We already know that the logical address from the program to the linear address is completed by "descriptor", and "descriptor" is placed in the descriptor table, then there are many descriptors in a descriptor table, in the end Which descriptor is selected? This is determined by a claim, which will point out that the first few descriptors in the table have a dedicated term to describe, often referred to as "segment selector". "Segment Selection" consists of 2 bytes, and let's take a look at what information it provides:
(Figure 7)
among them:
RPL: Indicates the privilege level, 00 ~ 11, and four privilege levels, as described above.
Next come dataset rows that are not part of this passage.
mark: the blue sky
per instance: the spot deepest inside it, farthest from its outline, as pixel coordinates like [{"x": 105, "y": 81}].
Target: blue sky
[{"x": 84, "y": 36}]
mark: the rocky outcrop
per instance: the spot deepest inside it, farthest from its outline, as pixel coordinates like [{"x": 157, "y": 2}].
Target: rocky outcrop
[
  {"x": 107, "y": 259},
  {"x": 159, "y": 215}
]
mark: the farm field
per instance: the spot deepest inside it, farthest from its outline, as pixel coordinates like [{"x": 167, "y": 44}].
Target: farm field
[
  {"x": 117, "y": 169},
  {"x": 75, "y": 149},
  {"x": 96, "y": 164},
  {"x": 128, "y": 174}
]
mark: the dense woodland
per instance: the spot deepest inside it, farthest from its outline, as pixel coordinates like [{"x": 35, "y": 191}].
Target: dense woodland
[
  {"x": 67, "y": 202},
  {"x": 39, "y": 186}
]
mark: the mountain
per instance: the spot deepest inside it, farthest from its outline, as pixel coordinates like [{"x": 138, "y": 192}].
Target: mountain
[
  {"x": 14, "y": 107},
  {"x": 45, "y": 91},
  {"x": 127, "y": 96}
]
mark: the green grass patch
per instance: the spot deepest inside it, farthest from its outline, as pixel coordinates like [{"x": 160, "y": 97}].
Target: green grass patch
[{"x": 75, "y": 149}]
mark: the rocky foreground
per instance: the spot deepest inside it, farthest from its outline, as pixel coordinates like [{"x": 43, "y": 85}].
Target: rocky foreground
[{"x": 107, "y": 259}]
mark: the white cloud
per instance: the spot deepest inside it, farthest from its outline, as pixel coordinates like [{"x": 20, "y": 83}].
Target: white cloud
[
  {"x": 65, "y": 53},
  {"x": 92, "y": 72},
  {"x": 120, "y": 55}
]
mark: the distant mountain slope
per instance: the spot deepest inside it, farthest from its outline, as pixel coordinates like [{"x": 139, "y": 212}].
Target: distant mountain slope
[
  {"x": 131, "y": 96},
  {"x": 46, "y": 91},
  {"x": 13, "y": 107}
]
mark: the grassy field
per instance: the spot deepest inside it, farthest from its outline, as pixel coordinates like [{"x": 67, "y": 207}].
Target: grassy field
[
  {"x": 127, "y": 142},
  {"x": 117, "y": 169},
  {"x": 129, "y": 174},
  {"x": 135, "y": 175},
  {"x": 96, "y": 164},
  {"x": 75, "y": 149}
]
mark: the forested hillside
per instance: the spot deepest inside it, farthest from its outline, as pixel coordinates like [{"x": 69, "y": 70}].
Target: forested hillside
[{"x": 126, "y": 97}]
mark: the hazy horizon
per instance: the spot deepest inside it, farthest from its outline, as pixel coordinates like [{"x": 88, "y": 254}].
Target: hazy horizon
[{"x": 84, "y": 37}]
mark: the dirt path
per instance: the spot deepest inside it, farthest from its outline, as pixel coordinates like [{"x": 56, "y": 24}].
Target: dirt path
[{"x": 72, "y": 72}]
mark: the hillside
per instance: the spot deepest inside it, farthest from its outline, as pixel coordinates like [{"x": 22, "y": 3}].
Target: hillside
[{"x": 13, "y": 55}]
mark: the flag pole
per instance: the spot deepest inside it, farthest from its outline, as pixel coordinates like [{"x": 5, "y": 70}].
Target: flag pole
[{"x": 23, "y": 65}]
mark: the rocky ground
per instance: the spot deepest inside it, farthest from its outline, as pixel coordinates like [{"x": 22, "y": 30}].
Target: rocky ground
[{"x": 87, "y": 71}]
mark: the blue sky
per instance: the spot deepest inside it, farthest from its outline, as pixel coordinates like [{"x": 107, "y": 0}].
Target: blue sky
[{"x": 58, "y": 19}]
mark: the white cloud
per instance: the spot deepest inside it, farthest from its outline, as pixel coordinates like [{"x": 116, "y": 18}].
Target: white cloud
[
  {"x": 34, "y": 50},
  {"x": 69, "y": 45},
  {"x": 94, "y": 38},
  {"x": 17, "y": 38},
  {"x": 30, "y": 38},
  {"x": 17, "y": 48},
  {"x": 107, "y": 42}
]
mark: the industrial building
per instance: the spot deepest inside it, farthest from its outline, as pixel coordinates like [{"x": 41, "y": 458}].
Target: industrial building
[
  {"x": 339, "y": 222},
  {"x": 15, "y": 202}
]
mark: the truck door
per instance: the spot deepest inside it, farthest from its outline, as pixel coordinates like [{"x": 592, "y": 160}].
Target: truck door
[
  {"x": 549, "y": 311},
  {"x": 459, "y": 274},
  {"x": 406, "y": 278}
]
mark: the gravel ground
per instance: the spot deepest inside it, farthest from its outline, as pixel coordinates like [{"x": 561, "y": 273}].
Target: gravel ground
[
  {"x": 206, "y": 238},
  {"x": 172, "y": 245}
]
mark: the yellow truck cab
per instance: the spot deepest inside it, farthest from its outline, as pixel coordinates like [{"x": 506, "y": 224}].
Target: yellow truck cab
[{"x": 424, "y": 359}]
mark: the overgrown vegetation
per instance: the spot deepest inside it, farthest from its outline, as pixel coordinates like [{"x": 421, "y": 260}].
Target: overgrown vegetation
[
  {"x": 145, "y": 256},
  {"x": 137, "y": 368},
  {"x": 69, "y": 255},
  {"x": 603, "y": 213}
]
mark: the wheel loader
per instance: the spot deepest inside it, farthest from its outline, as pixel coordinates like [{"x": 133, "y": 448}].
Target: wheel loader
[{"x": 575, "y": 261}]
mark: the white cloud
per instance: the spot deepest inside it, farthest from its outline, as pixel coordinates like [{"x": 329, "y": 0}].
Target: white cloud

Ti: 0 When this is an selected subsection of the global descriptor table, indicating a partial descriptor table when 1 is 1.
The index value: used to indicate the second descriptor in the table. The index value has a total of 13 bits, so each descriptor table can have 8K entries, and a group item is as previously described, therefore a descriptor table is up to 64K.
I don't know if you pay attention to such a fact. If you select the last 3 position bit of "Segment Selection], this whole segment selector is actually a descriptor in the descriptor table! Here we can find that Intel's engineer is really very delicate, so arrangement, you can make the speed of choosing a descriptor, because the last 3 digits of the segment is clear and the descriptor table The base is added, and the physical address of a descriptor can be obtained immediately. You can get a descriptor directly through this address. So where is the base address of this descriptor table?
The base address for the descriptor table is the start address of this descriptor table in memory, that is, the memory address in which the first descriptor in the table is located, and the system is stored in two special registers, one for Store the base address of the global descriptor table, called "Global Descriptor Table Register (GDTR)", another base address for depositing a local descriptor table, called "local descriptor table register (LDTR)", Their structure is shown below: (Figure 8)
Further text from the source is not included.